David Mwange, a churchgoer, told the Associated Press news agency: "We were deep in prayers preparing to give our offerings.
"We first had a loud bang from outside which we mistook to be coming from the rooftops. We then heard gunshots which made us to lie down. Within no time we had gunshots all over. Everybody was shouting and wailing in pain."
When reporters reached the scene they found overturned wooden benches littering the church and the body of a girl in a blue dress lying outside. Fifteen people were killed and 40 more injured, according to initial police estimates. Witnesses reported seeing either three or four gunmen in dark blue outfits and masks who fled on foot after the attack.
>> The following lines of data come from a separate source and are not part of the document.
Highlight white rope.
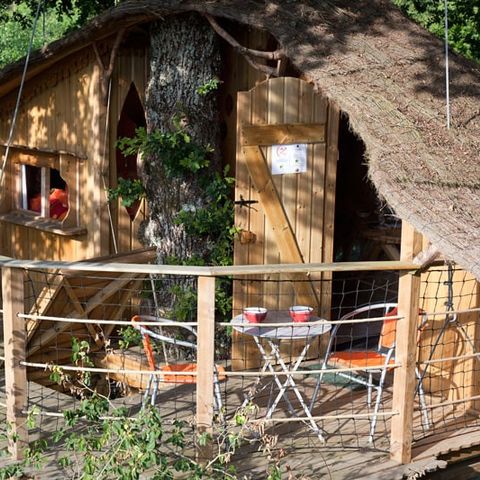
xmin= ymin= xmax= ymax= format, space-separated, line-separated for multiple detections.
xmin=102 ymin=78 xmax=119 ymax=254
xmin=444 ymin=0 xmax=451 ymax=129
xmin=0 ymin=0 xmax=45 ymax=188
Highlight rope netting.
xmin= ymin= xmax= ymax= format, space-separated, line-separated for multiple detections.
xmin=0 ymin=264 xmax=479 ymax=474
xmin=414 ymin=265 xmax=480 ymax=442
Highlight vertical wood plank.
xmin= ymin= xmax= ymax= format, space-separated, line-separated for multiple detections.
xmin=249 ymin=81 xmax=268 ymax=308
xmin=264 ymin=78 xmax=284 ymax=312
xmin=390 ymin=222 xmax=422 ymax=463
xmin=320 ymin=102 xmax=340 ymax=321
xmin=2 ymin=266 xmax=28 ymax=460
xmin=280 ymin=78 xmax=300 ymax=311
xmin=232 ymin=89 xmax=261 ymax=371
xmin=196 ymin=276 xmax=216 ymax=462
xmin=310 ymin=96 xmax=328 ymax=307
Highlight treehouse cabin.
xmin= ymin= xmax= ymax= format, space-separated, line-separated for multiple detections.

In a simultaneous assault, grenades were thrown into the congregation at Garissa's Catholic Church, injuring at least three people.
The killings came two days after four international aid workers were kidnapped by gunmen in the nearby refugee complex at Dadaab, home to half a million Somalis who have fled war and famine at home. It is believed the Norwegian Refugee Council staff are being held for ransom inside Somalia.
The vast majority of the community in Garissa is ethnic Somali and Muslim. Most of the churchgoers are likely to have been government workers and their families, or contractors attached to the army garrison in the town. Community leaders were braced for reprisals last night.
The Kenyan defence forces – ill-prepared to fight counter-insurgency – have in many cases turned on their own population. Human rights groups and an investigation by The Independent confirmed that Kenyan police and army have launched revenge assaults on ethnic Somalis in response to previous terror attacks.